Wednesday 7 September 2011

Assignment 6 - Modern Vision

Walter Benjamin believed that something authentic was a singular object that had not been reproduced. If it was the only object that existed then it was valued a lot more. Once replications of it were made it was no longer as special or it was not valued as much. Donatello's statue of David is an example of Benjamin's idea of 'authentic'. The statue was made in the 1440s out of bronze. It is the only one of its kind and it has a history to it. It is recorded as the centerpiece of the first courtyard in the Palazzo Medici during the wedding festivities of Lorenzo de' Medici and Clarice Orsini in 1469. But now there are two more versions of the statue; one is a full-size plaster cast (with a broken sword) in the Victoria and Albert Museum, London and the other is a full-size white marble copy in the Temperate House at the Royal Botanic Gardens. Benjamin thought that singular existing objects were special and had a certain aura about them.
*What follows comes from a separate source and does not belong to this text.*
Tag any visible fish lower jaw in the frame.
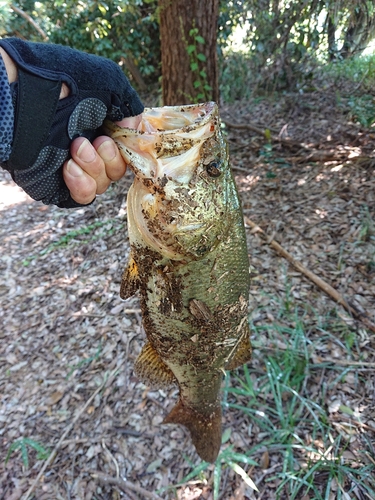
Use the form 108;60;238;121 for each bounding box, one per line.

I agree with Benjamin and the idea that authentication is lost once it has been reproduced. Once  something is no longer 'authentic' it has lost its aura about it. It is not valued knowing that someone owns something that you own that is close and dare to you. It would no longer harbor that meaning as much as it used to. One of the best examples of authentication is people. Every person is authentic because they are the only one of them in the world. Essentially everyone it different. People would not be very authentic if everyone looked the same.
I believed that in this day and age Benjamins idea of authentication has been lost. Any digital photo taken can be reproduced with a simple click of a button. There seems to be fewer and fewer things were there is only one of its kind. I think this be mainly be due to modern technology and how advanced it is getting. The most authentic thing i have found is my own artwork. I think that if there is a reproduced artwork then its value is little to none. Benjamin quoted ' That which withers in the age of mechanical reproduction is the aura of the work of art'.